[PATCHv2,0/3] catch non-sign-extended '~' brainos

Message ID	CANeU7QkVj1gm3wQ6r1=akKX9W1cQvE3Un32CD=1UBecFCaq18Q@mail.gmail.com (mailing list archive)
State	Rejected, archived
Headers	show Return-Path: <linux-sparse-owner@kernel.org> MIME-Version: 1.0 In-Reply-To: <20140627111900.GA19158@phil.dovecot.net> References: <1402315082-14102-1-git-send-email-phil@dovecot.fi> <1402386847-23477-1-git-send-email-phil@dovecot.fi> <20140627111900.GA19158@phil.dovecot.net> Date: Fri, 27 Jun 2014 10:16:23 -0700 Message-ID: <CANeU7QkVj1gm3wQ6r1=akKX9W1cQvE3Un32CD=1UBecFCaq18Q@mail.gmail.com> Subject: Re: [PATCHv2 0/3] catch non-sign-extended '~' brainos From: Christopher Li <sparse@chrisli.org> To: Phil Carmody <phil@dovecot.fi> Cc: Josh Triplett <josh@joshtriplett.org>, Linux-Sparse <linux-sparse@vger.kernel.org> Content-Type: text/plain; charset=ISO-8859-1 Sender: linux-sparse-owner@vger.kernel.org Precedence: bulk

Christopher Li June 27, 2014, 5:16 p.m. UTC

On Fri, Jun 27, 2014 at 4:19 AM, Phil Carmody <phil@dovecot.fi> wrote:
>
> Any comments on these?
>

Sorry I am falling behind the patches, again.

I have been thinking about your patch for a few days.

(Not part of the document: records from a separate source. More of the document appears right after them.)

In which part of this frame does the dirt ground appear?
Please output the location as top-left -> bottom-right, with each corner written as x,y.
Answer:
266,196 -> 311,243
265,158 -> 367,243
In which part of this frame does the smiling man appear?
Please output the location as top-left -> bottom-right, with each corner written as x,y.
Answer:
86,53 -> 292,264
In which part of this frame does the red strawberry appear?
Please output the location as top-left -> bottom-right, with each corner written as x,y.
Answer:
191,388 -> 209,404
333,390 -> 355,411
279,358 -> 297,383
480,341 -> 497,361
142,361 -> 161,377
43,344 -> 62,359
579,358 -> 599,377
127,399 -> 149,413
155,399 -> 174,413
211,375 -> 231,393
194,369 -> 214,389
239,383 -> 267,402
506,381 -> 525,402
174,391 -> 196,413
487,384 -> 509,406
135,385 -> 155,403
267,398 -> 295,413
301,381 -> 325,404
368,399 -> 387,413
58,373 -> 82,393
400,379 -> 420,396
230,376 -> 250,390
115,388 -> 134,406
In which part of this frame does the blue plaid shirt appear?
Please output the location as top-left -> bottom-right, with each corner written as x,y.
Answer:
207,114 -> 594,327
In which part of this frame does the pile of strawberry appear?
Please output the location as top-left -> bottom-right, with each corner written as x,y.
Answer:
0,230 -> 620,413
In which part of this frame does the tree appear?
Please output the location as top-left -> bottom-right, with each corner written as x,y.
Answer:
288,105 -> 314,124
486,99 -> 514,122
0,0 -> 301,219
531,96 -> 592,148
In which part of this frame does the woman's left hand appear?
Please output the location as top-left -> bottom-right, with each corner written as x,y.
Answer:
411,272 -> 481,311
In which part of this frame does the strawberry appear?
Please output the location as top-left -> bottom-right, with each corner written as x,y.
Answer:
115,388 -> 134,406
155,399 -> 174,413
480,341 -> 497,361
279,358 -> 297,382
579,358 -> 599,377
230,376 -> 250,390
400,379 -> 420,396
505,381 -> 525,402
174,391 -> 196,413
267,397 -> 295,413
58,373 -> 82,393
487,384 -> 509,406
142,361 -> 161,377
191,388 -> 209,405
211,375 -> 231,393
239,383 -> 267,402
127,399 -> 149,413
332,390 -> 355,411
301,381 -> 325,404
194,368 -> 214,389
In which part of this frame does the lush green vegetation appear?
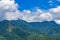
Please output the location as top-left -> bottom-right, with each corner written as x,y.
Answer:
0,20 -> 60,40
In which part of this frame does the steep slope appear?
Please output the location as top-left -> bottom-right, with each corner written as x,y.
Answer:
0,20 -> 37,40
29,21 -> 60,36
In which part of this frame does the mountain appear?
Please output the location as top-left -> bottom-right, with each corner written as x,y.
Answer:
0,19 -> 60,40
29,21 -> 60,36
0,19 -> 38,40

It is very common to implicit cast up, do some binary operation
then cast back down.  e.g.

static unsigned long long val;
static unsigned int ok10  = val | ~1u;
static unsigned char a;
static unsigned char ok11  = val | ~a;

Your patch will give false positive warning about those.

Do you known how many new warning does it give on the new
kernel build after apply your patch? I suspect there is a lot of
false positive. I want to do that but haven't get around to it yet.
Hint hint...

To reduce the false positive, we can check the zero extended bits
survived to the final expression. e.g. the finial expression did
down cast again and lost those bits. I also want an option to
turn this warning off because the possible false positive.

Also, if you only care about warning against up cast "~" of
unsigned type, you can do the checking at cast_to().
It will be simpler. I have a sort patch like this, given that I
did not check for the "unsigned int" type, nor do I check for
binary op. You can still get the idea.

In this way, you don't need to predict the up cast will happen
or not. You can call when the implicit up cast actually happens.

It does not solve the problem of checking down cast  after up cast
of finial expression though.

Chris

                        old->unop = cast_to(old->unop, type);
--
To unsubscribe from this list: send the line "unsubscribe linux-sparse" in
the body of a message to majordomo@vger.kernel.org
More majordomo info at  http://vger.kernel.org/majordomo-info.html

Phil Carmody June 30, 2014, 8:56 a.m. UTC | #1

On Fri, Jun 27, 2014 at 10:16:23AM -0700, Christopher Li wrote:
> On Fri, Jun 27, 2014 at 4:19 AM, Phil Carmody <phil@dovecot.fi> wrote:
> >
> > Any comments on these?
> >
> 
> Sorry I am falling behind the patches, again.
> 
> I have been thinking about your patch for a few days.
> 
> It is very common to implicit cast up, do some binary operation
> then cast back down.  e.g.
> 
> 
> static unsigned long long val;
> static unsigned int ok10  = val | ~1u;
> static unsigned char a;
> static unsigned char ok11  = val | ~a;
> 
> 
> Your patch will give false positive warning about those.

Good call.

> Do you known how many new warning does it give on the new
> kernel build after apply your patch? I suspect there is a lot of
> false positive. I want to do that but haven't get around to it yet.
> Hint hint...

It found some things that I had intended to patch. My memory's hazy
though, and there's no point in making wild guesses. I'll do a couple
of builds again, with my patch and with your patch, and compare the
output. My builds will be powerpc ones, so if anyone wants to do an
x86 build it wouldn't be wasted effort.

> To reduce the false positive, we can check the zero extended bits
> survived to the final expression. e.g. the finial expression did
> down cast again and lost those bits. I also want an option to
> turn this warning off because the possible false positive.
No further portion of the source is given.